The Euribor-OIS spread, the difference between the euro interbank offered rate and overnight indexed swaps, was 64 basis points at 12:10 p.m. in London, data compiled by Bloomberg show. That’s the lowest since Aug. 31 and down from 97 basis points at the start of the year.
The money-market gauge has fallen for three consecutive months after the ECB’s first so-called longer-term refinancing operation fuelled a credit-market rally and boosted confidence in Europe’s banking sector. The Frankfurt-based bank allotted 529.5 billion euros ($712 billion) in its second LTRO today, more than the 470 billion euros predicted by economists in a Bloomberg News survey.

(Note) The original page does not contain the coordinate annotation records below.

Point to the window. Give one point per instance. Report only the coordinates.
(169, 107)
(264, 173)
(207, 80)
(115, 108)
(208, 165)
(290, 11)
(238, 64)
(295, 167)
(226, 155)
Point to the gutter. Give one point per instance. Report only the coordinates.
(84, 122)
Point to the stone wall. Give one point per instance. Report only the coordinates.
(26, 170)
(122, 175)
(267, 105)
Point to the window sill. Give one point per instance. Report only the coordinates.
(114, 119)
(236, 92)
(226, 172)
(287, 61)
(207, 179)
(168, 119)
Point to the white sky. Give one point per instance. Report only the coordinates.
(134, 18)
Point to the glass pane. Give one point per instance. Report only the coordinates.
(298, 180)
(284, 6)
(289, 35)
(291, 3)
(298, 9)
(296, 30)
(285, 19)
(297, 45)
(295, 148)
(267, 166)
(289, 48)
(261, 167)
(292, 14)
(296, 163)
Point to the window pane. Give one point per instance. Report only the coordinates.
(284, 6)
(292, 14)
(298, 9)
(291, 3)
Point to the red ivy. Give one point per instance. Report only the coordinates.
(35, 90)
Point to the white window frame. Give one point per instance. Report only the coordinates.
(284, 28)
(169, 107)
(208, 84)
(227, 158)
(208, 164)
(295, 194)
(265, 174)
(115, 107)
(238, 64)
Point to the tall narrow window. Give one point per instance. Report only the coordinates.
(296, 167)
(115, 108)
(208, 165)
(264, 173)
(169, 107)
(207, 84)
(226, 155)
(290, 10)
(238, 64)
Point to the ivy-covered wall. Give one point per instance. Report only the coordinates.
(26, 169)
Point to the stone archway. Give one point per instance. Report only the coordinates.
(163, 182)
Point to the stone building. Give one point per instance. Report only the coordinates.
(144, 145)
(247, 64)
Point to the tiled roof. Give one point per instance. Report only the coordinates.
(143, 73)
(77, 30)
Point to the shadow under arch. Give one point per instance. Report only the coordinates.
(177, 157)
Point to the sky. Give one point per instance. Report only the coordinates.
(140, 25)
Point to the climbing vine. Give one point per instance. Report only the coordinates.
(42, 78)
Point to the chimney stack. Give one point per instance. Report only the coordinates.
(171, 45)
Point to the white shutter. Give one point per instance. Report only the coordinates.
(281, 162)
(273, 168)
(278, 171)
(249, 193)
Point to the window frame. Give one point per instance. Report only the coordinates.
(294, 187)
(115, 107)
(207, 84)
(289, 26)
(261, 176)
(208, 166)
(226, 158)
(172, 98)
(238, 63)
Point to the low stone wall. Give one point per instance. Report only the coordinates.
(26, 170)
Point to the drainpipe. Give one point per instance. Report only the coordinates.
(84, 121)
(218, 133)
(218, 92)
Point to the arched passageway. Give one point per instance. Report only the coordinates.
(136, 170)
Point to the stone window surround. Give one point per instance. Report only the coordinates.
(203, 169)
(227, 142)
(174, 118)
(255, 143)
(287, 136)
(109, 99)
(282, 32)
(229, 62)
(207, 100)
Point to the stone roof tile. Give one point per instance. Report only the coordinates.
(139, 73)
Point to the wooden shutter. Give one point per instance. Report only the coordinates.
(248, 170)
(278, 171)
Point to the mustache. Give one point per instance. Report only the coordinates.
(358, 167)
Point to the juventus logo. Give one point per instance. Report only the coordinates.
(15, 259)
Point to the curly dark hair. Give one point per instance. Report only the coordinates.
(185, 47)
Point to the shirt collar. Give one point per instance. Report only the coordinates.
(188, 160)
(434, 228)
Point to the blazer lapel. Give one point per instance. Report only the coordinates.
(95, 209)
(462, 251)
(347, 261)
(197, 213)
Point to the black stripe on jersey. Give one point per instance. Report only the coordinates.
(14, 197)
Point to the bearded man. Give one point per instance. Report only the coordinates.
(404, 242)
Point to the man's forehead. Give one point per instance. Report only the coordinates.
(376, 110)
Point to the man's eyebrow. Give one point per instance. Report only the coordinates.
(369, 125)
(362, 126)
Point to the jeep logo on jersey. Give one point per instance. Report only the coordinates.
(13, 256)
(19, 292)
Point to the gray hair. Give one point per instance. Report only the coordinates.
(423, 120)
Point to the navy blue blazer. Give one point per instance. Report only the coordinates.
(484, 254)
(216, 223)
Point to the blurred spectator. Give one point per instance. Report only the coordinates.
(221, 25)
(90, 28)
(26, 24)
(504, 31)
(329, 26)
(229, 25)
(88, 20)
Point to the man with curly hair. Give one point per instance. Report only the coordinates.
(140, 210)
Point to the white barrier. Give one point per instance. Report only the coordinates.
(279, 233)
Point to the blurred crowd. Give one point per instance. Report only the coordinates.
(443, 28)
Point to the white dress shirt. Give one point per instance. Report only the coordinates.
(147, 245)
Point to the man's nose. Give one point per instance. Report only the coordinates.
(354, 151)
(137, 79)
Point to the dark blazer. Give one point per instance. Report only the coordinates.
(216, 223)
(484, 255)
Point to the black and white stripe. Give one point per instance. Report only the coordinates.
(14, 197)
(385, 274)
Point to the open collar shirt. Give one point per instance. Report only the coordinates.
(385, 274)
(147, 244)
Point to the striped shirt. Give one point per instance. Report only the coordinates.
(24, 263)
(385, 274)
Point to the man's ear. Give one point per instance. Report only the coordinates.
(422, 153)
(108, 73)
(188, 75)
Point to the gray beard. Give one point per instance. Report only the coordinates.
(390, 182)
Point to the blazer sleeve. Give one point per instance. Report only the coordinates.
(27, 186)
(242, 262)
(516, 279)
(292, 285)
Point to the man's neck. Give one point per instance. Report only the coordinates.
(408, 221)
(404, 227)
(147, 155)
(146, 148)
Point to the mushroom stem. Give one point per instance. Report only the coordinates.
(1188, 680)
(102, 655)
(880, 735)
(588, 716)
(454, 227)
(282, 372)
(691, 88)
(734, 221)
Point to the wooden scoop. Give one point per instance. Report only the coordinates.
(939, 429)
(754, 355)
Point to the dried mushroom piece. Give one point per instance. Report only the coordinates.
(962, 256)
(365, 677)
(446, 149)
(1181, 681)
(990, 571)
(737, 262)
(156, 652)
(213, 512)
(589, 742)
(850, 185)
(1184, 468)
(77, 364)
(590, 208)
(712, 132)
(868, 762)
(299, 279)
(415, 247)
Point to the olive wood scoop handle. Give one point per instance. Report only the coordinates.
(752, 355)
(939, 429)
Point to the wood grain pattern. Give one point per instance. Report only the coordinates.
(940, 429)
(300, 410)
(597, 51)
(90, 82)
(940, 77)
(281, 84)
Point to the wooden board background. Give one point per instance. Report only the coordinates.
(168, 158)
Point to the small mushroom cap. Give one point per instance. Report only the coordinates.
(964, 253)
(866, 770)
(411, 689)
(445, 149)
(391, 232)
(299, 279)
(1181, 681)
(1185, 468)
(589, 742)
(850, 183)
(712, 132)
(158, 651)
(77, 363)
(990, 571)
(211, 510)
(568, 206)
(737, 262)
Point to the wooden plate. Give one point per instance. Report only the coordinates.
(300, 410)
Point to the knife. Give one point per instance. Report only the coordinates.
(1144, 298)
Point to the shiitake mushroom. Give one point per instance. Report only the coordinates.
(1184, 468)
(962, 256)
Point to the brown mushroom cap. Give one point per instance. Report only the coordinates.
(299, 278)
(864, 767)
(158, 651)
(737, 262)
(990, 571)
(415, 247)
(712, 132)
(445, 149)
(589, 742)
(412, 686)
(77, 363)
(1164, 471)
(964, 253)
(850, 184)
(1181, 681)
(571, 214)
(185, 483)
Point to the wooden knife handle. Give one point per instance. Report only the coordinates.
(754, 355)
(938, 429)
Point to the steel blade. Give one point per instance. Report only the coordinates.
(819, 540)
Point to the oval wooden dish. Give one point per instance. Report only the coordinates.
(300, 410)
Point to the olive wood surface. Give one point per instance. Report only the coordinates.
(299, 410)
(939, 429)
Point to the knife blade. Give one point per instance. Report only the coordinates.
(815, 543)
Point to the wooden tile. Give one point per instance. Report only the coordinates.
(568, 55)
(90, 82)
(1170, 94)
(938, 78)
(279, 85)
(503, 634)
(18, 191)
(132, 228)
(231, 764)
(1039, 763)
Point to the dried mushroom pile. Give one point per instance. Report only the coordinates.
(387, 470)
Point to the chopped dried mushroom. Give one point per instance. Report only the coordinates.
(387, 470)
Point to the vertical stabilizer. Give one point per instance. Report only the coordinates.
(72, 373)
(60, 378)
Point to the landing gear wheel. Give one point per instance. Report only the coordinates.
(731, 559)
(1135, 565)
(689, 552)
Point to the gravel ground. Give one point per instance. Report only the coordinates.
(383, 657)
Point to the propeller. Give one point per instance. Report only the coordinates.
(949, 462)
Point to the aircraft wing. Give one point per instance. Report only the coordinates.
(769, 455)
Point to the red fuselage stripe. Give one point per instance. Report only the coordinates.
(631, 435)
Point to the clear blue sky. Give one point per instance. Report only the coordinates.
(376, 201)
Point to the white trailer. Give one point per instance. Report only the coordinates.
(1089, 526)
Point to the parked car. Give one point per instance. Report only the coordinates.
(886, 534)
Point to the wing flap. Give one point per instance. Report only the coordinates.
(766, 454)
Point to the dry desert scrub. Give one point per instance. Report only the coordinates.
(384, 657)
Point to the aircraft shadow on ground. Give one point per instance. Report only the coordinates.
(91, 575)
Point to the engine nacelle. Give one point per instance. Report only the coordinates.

The rate banks pay to convert euro interest payments into dollars fell to the lowest in seven months. The three-month cross-currency basis swap was 67 basis points below Euribor, the lowest since Aug. 5, from minus 69 yesterday. The measure was 114 below Euribor at the start of the year.
The one-year basis swap was little changed at 57 basis points less than Euribor. A basis point is 0.01 percentage point.
Lenders increased overnight deposits at the ECB yesterday, placing 481 billion euros with the central bank, up from 475 billion euros on Feb. 27.
Three-month Euribor, the rate banks say they pay for three-month loans in euros, fell to 0.983 percent from 0.991 percent. One-week Euribor fell to 0.357 percent from 0.360 percent.
The London interbank offered rate, or Libor, for three-month dollar loans fell to 0.484 percent from 0.488 percent.